The Human Rights Campaign ran a poll in states mulling the issue. In Georgia, Ohio, and Missouri, 62 percent of respondents said they would allow gays and lesbians to adopt in some circumstances; 33 percent said they would never allow it.
"People know how many children are in foster care and that judges use a criteria to screen any adoptive parent, gay or straight, and it's really a children's rights issue," says Carrie Evans, the group's state legislative director. "It's definitely not the slam dunk [conservatives] experienced in '04 with marriage issues."

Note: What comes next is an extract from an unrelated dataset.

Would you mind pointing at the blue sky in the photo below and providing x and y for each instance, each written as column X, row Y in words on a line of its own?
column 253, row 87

For example: Ohio's conservative Speaker of the House has refused to back that state's proposed ban. And Massachusetts Gov. Mitt Romney, a Republican who is courting conservatives for a possible presidential run, said Monday that gay couples had a "legitimate interest" in adoption. Still, he plans to file legislation allowing Catholic Charities and other religious groups to exclude same-sex couples from adoptions without violating state antidiscrimination laws.

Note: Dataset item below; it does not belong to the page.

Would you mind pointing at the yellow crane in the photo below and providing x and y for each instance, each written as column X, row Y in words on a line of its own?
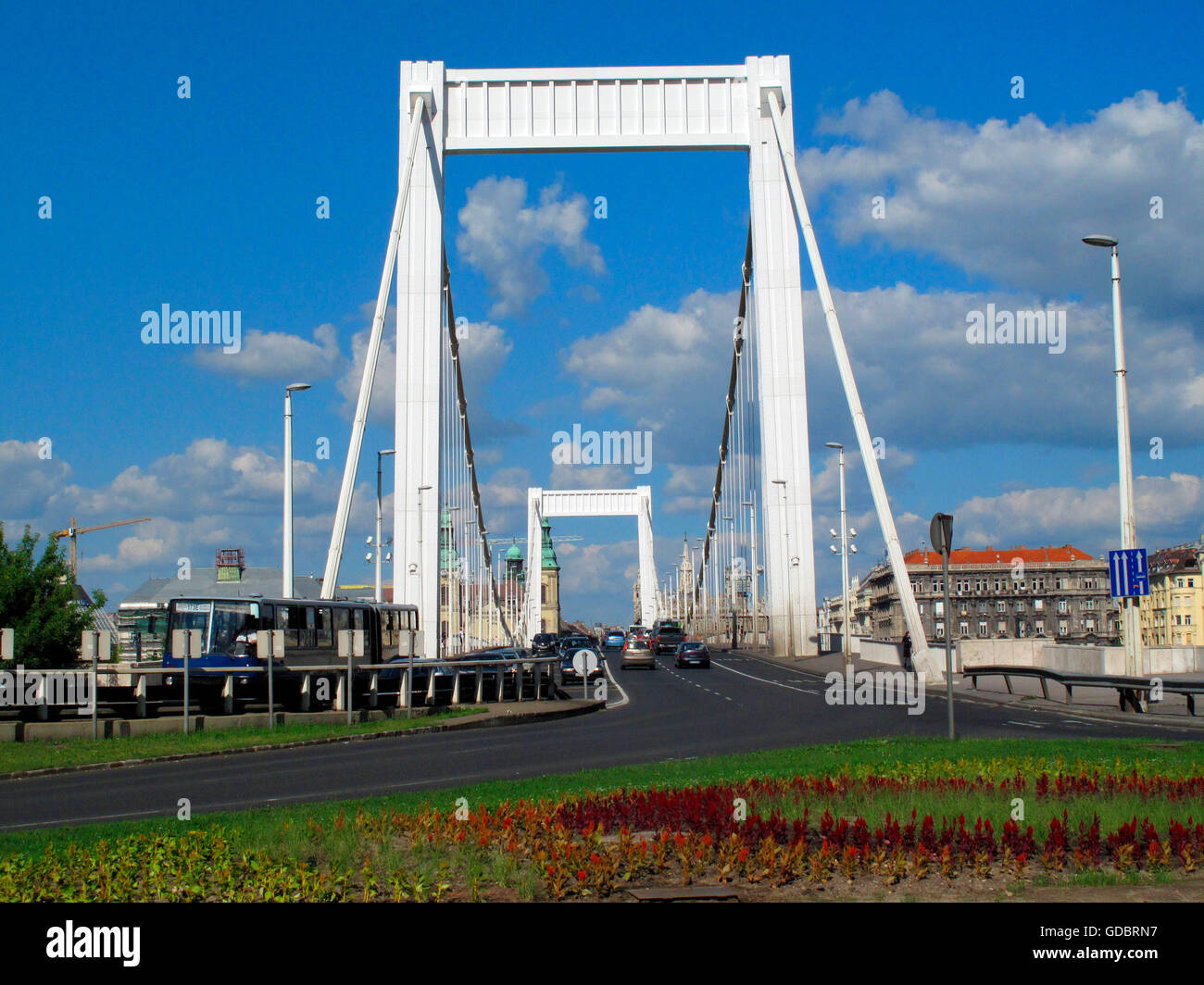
column 75, row 531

The problem, say child-welfare advocates, is that such laws keep children desperately in need of stability from getting any family at all.
"Whatever one thinks of 'imperfect' parents, if you will, whether that means gay or single or divorced, the operative question has to be whether the child is better off in his eighth placement in nine years of life, because that's the option," says Andrew Pertman, director of the Evan B. Donaldson Adoption Institute and author of "Adoption Nation." His organization will release research on gay adoptive parents this month. "What our new research affirms is what all previous research has shown, which is that there are no substantive reasons not to place children with gay and lesbian parents."
"It's an apples and oranges argument," counters Bill Maier of the conservative Focus on the Family. "The problem is the patchwork quilt of bureaucracies and family courts reluctant to terminate parental rights." The aim, he adds, is to place a child with married heterosexual parents.